The new-look calendar got off to a spectacular start with a first ever race on a volcanic lake in Indonesia and then the F1H2O caravan was off to Zhengzhou to mark the championship’s return to the People’s Republic of China for the first time since the global Covid-19 travel restrictions.
Now attention focuses on a new challenge and a race course on the River Saône in the picturesque town that is the administrative centre of the Saône-Loire region, famous for its vineyards, water sports, walks, caves and museums. Tens of thousands of people attended the Kopika Grand Prix of Indonesia and over 4,000 were present on race day in China: H2O Racing will be hoping that the Mâconnais come out in force to support France’s round of the world’s premier powerboat racing series.
Last year, the town at the southern gate of the Burgundy wine region hosted the opening round of the series at the start of June. Team Abu Dhabi delivered a dominant performance to seal a 1-2 finish and set them on their way for an eventual clean sweep of the Teams’, Drivers’ and Pole Position Trophy titles.

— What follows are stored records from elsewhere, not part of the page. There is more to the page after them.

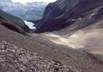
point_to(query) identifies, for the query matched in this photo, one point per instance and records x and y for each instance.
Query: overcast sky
(25, 1)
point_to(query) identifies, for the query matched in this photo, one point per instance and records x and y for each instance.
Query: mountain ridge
(28, 11)
(65, 13)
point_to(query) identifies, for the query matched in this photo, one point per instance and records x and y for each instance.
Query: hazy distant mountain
(28, 11)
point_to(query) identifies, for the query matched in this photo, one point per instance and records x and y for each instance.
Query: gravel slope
(87, 63)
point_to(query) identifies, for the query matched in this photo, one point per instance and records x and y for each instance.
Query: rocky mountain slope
(73, 24)
(28, 11)
(64, 13)
(15, 49)
(14, 59)
(17, 21)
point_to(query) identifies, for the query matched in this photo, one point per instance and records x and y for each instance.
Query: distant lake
(30, 25)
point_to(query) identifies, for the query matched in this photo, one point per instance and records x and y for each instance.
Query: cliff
(15, 20)
(64, 13)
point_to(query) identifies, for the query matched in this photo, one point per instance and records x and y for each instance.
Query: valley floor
(40, 44)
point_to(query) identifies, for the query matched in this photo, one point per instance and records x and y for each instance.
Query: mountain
(13, 23)
(6, 1)
(73, 24)
(64, 13)
(28, 11)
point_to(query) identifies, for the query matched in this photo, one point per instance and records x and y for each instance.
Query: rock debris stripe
(14, 59)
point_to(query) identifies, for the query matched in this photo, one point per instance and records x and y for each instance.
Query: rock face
(64, 13)
(28, 11)
(15, 20)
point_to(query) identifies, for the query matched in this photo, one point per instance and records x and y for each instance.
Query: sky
(25, 1)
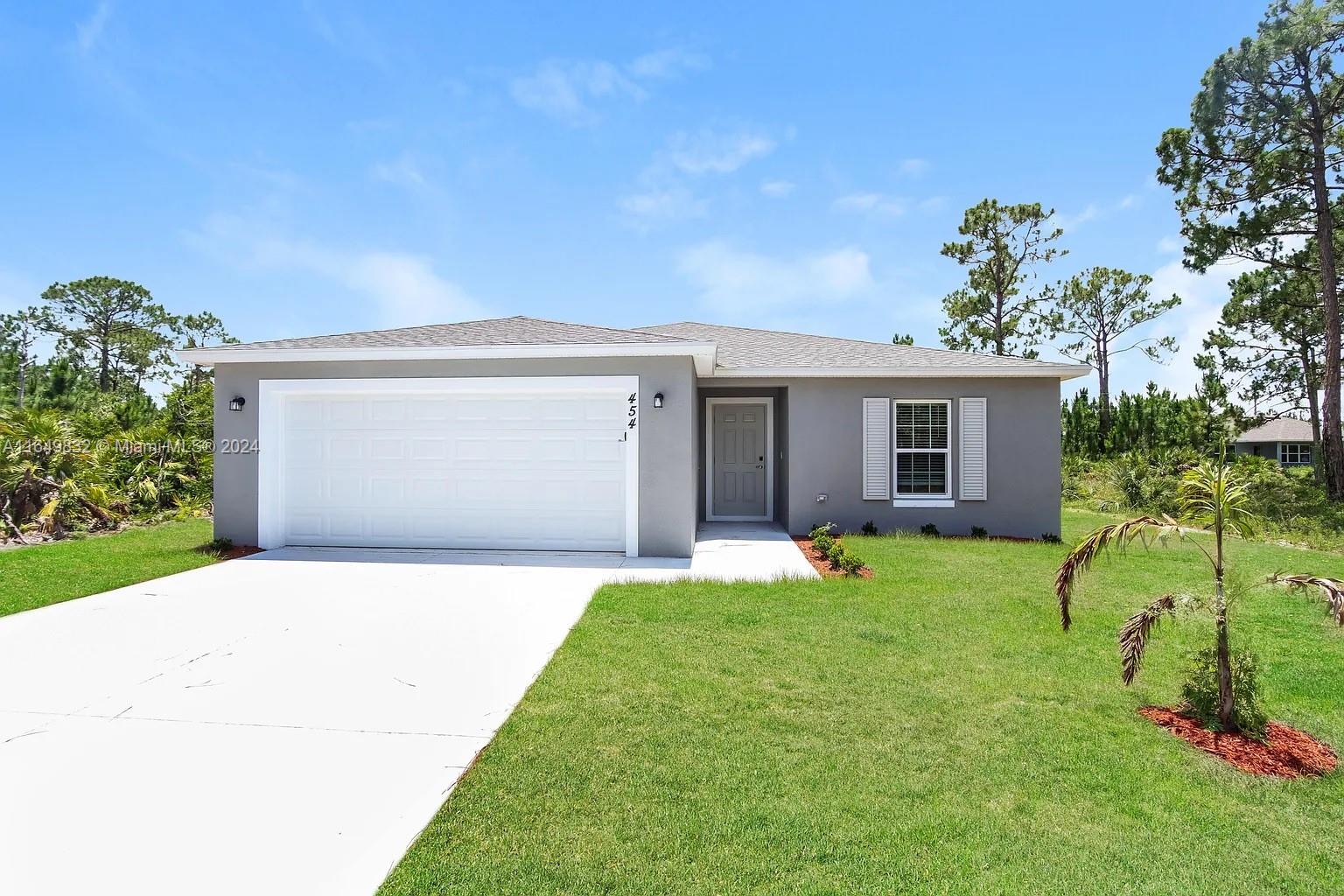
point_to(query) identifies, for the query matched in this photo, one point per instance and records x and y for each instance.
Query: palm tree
(1213, 497)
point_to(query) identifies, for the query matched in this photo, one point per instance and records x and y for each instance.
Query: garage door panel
(512, 472)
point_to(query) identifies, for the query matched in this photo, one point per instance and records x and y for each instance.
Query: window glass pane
(922, 473)
(920, 424)
(1294, 453)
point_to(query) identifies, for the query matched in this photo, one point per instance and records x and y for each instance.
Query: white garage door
(512, 469)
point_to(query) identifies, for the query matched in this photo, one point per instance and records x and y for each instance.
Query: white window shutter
(973, 439)
(877, 449)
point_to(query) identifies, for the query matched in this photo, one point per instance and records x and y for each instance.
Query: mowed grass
(929, 731)
(43, 574)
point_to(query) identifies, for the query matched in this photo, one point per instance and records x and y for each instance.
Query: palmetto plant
(52, 476)
(1213, 497)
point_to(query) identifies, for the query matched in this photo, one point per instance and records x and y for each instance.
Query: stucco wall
(667, 459)
(1264, 449)
(825, 451)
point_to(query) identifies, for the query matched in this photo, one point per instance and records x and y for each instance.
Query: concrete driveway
(278, 724)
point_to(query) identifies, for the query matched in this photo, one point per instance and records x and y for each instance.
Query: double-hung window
(922, 446)
(1294, 453)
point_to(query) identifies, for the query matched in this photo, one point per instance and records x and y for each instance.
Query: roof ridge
(845, 339)
(366, 332)
(611, 329)
(421, 326)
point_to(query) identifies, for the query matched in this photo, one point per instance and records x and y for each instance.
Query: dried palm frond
(1329, 589)
(1117, 535)
(1133, 634)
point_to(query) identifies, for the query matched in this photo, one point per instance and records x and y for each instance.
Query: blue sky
(318, 167)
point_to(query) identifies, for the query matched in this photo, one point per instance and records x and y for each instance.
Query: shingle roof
(1281, 430)
(726, 351)
(739, 346)
(501, 331)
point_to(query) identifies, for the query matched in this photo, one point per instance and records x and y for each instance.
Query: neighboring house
(529, 434)
(1286, 441)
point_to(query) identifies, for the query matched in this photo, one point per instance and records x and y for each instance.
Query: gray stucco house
(529, 434)
(1288, 441)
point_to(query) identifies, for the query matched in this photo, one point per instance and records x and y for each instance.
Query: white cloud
(734, 281)
(403, 286)
(913, 167)
(717, 152)
(401, 171)
(564, 90)
(666, 65)
(663, 205)
(1203, 298)
(90, 30)
(1068, 222)
(663, 191)
(1095, 211)
(877, 205)
(570, 89)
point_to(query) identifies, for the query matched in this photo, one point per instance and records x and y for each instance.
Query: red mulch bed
(820, 564)
(1286, 751)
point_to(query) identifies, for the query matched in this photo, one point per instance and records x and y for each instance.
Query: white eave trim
(702, 354)
(1042, 371)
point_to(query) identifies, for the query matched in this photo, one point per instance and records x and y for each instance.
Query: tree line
(1256, 176)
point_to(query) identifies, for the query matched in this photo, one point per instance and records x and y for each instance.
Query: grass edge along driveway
(928, 731)
(45, 574)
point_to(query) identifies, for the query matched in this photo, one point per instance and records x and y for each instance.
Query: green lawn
(929, 731)
(43, 574)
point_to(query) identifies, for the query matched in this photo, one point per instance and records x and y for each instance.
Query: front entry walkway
(285, 723)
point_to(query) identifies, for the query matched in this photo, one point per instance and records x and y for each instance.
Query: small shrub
(1200, 690)
(851, 564)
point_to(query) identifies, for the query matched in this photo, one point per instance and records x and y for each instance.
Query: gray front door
(738, 462)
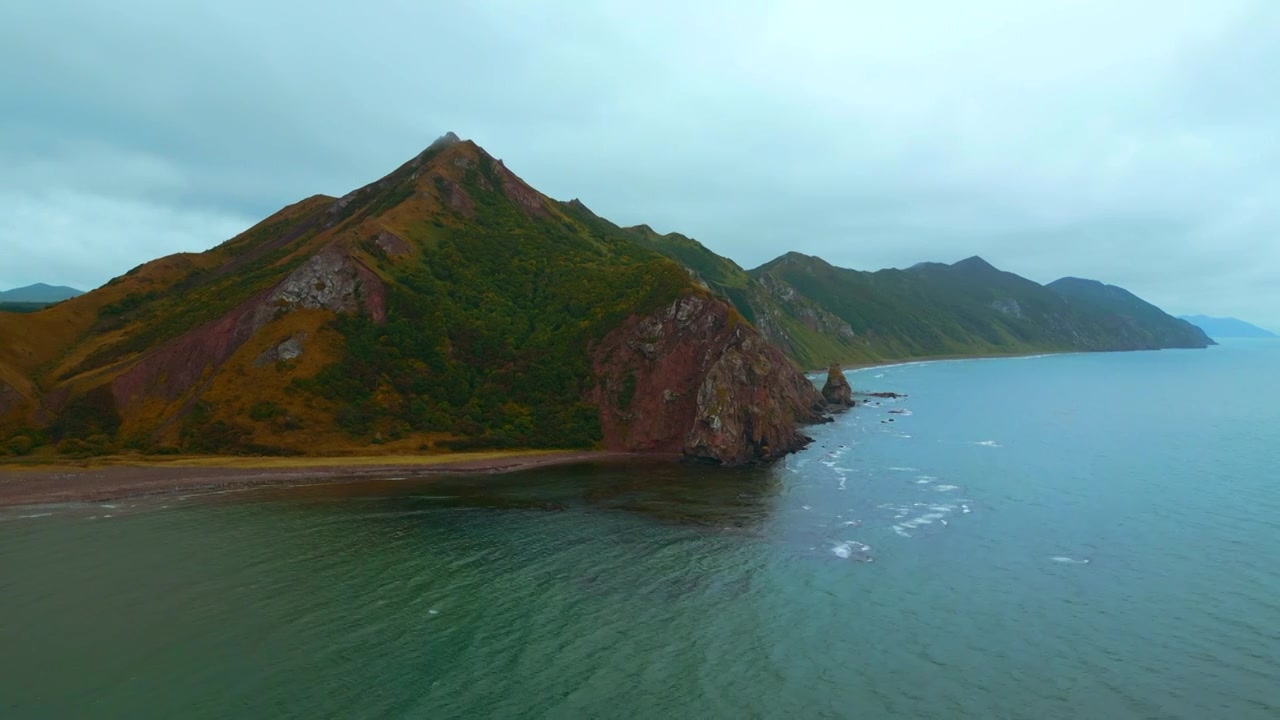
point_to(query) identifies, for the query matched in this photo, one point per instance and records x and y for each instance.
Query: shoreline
(867, 365)
(117, 479)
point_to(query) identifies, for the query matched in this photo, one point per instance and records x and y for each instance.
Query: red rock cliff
(695, 378)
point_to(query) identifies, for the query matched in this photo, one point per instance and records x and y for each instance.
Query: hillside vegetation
(452, 306)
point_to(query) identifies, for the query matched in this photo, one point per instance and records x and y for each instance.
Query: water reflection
(727, 500)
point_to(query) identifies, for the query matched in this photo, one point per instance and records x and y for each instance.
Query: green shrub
(265, 410)
(19, 445)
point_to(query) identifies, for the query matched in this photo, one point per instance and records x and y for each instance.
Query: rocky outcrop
(696, 379)
(332, 279)
(836, 391)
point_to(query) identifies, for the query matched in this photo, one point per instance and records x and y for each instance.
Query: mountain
(807, 332)
(972, 308)
(452, 306)
(447, 305)
(39, 292)
(1226, 327)
(1130, 322)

Florida-based racer Shaun Torrente went on to win a third world title in spectacular fashion on the final laps of the Grand Prix of Sharjah, but the DAC driver had laid the foundations for that with a solid performance and the race win in Mâcon. Team-mate Thani Al-Qamzi came home in second and Peter Morin finished his home event with the final place on the podium for the China CTIC Team.

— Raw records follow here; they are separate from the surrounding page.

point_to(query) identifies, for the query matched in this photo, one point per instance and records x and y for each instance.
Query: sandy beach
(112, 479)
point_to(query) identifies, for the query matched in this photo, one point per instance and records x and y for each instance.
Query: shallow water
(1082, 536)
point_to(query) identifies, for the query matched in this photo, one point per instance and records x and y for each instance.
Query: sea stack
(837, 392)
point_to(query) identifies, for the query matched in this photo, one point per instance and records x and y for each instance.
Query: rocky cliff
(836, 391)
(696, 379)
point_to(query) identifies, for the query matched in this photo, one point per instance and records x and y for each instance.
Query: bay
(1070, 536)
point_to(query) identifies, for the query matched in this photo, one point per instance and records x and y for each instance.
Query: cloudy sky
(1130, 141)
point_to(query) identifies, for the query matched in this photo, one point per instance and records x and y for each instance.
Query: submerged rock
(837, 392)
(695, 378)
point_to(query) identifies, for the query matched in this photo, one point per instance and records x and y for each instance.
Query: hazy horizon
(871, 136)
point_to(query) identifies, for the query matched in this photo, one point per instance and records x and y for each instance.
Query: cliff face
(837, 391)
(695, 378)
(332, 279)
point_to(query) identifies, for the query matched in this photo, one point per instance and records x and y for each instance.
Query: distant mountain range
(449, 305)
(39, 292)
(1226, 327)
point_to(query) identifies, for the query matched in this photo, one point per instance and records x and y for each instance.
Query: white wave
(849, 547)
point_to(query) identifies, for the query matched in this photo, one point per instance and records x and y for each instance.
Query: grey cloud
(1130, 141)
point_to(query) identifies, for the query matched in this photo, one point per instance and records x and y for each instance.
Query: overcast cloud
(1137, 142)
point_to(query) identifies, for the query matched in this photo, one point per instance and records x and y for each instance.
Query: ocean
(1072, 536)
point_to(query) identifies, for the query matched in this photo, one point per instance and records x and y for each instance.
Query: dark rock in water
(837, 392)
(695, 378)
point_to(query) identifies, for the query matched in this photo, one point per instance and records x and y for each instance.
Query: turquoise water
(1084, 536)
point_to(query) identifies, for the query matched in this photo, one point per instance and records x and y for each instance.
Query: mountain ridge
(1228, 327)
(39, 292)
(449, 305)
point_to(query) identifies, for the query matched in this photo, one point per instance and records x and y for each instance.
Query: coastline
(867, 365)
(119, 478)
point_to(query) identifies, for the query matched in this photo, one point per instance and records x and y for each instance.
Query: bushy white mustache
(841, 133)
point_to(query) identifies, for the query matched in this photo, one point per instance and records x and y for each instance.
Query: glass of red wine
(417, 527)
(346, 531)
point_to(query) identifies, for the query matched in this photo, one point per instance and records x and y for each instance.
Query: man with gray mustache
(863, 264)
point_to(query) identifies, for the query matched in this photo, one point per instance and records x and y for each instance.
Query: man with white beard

Only 15 racers were present at the season’s opener – a far cry from the 20 boats and 10 teams that ended the season and lined up at the start of this year’s series in Asia.

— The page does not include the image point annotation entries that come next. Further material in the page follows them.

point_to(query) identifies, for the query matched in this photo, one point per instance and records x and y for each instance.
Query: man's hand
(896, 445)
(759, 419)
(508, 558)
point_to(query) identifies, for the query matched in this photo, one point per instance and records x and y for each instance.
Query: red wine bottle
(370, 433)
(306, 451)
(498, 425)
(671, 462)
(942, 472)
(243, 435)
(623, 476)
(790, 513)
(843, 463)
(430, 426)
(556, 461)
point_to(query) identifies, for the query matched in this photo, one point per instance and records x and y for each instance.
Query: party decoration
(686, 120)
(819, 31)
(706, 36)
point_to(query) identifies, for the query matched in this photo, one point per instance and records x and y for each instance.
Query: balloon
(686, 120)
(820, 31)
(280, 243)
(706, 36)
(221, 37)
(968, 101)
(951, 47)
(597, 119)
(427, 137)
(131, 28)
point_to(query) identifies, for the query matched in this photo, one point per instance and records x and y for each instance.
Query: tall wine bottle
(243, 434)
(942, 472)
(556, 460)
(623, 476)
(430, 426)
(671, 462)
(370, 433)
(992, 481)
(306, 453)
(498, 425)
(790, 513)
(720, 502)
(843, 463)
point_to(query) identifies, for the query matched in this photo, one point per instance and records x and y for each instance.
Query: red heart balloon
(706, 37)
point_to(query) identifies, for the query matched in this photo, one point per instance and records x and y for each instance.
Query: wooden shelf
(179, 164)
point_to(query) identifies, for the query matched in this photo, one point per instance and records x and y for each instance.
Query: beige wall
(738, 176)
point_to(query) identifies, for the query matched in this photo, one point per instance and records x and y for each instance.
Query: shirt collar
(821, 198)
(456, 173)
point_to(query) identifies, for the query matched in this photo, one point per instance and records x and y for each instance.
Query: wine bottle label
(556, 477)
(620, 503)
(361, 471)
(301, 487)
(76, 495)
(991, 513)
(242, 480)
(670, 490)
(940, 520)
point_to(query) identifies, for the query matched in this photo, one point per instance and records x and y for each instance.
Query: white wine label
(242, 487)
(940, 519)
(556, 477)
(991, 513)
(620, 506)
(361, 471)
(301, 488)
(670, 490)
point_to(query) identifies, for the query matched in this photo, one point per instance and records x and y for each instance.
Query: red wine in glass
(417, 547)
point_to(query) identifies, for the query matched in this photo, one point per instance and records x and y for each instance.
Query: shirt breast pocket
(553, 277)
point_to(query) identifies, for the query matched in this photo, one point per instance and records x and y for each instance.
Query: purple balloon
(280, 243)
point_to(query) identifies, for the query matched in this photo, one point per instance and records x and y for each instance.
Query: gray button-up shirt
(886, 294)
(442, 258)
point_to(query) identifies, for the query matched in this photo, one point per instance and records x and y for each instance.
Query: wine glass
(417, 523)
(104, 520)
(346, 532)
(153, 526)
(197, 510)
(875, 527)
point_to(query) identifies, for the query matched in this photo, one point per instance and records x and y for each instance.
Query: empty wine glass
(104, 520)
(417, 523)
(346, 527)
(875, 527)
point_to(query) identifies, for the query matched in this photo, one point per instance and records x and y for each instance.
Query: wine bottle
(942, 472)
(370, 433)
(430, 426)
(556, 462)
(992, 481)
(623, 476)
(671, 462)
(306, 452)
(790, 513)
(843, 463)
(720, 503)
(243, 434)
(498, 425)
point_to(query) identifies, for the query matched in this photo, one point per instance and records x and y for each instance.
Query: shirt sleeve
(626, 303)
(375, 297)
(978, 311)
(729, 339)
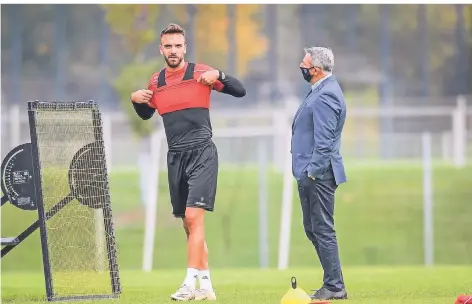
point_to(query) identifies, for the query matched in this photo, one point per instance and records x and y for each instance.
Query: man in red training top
(181, 95)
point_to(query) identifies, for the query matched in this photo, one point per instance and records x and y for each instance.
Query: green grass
(252, 286)
(378, 220)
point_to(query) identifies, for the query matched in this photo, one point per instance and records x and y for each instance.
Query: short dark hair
(173, 29)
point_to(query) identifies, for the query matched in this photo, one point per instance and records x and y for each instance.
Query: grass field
(378, 218)
(365, 285)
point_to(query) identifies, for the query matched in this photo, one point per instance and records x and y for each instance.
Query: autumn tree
(135, 25)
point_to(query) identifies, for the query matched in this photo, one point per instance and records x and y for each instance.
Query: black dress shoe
(326, 294)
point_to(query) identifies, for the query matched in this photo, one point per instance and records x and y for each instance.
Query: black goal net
(75, 218)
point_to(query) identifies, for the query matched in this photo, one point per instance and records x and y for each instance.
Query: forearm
(143, 110)
(231, 86)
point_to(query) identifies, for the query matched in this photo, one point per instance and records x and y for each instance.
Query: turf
(253, 286)
(378, 219)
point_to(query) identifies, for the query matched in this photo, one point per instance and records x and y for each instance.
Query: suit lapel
(300, 108)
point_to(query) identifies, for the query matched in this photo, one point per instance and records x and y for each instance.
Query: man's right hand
(141, 96)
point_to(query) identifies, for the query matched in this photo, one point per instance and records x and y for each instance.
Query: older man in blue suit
(317, 164)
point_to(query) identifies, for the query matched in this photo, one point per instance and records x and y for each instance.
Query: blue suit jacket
(316, 133)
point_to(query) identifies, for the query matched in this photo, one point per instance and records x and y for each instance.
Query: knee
(187, 231)
(193, 218)
(309, 232)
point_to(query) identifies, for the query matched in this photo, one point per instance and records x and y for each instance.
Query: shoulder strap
(161, 81)
(189, 71)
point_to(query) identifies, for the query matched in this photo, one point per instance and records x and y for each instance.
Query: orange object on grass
(464, 299)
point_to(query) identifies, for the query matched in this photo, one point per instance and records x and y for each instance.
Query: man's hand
(141, 96)
(209, 77)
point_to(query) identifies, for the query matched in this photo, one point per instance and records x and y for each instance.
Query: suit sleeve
(325, 118)
(146, 111)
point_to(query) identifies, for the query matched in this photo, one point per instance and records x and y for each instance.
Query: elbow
(240, 93)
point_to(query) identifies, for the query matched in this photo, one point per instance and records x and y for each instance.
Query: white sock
(204, 279)
(191, 278)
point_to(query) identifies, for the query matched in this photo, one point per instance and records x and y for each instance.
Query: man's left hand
(209, 77)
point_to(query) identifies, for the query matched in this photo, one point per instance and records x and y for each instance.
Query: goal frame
(43, 215)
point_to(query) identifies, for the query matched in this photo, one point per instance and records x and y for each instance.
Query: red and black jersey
(184, 104)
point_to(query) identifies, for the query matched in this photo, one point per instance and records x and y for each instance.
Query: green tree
(134, 23)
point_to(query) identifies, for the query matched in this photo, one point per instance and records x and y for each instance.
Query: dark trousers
(317, 201)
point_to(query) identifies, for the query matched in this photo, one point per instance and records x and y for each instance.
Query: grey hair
(322, 57)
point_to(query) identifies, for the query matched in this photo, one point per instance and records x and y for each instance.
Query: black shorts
(193, 178)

The UIM F1H2O has considerable pedigree and recent history in France but the event in 2023 will be only the second time that the town and the Quai des Marans has hosted the world’s premier mono-hull series. Évian-les-Bains hosted five races between 2015 and 2019 and the western coastal town of La Rochelle was the base location for the 2007 Grand Prix of France.
Mâcon may be famous for hosting numerous smaller racing disciplines, such as F4 and Formula 2, but we have to go back to the four-year period between 1997 and 2000 for the last time that the River Saône hosted an F1H2O race.
On those occasions, the town of Chalon-sur-Saône – which is located around 60km north of Mâcon – hosted the Grand Prix of France. Four-time World Champion Scott Gillman won the race in 1997 and his great rival Guido Cappellini followed that success with a hat-trick of wins in 1998, 1999 and 2000.
As far back as the 1960s, Roger Moreau began designing race boats known as the Cormorants (an acronym of COnstruction, Roger MOReau and ANdré Tréfort). They were used in races such as the Two Hours of Mâcon that became a training ground for up-and-coming racers like the Jousseaume brothers and 14-time French endurance and speed champion Jean-Vital Deguisne. The Cormorants dominated French endurance races until the late 1970s and won both the Six Hours of Paris and the 24 Hours of Rouen in 1975.
This year’s event will again be organised by H2O Racing and the Mâcon Motor Yacht Club with its local organising committee that runs under the presidency of Jean-Vital Deguisne and features his son, Maverick Racing’s Cédric Deguisne, as an integral member. The resident of Mâcon will be heavily involved in the organisational build-up to the event before switching roles to racing alongside Alexandre Bourgeot over the weekend.
The Grand Prix of France will also be Carbon-Neutral with CO2 emissions being offset by a local reforestation programme called Reforest Action.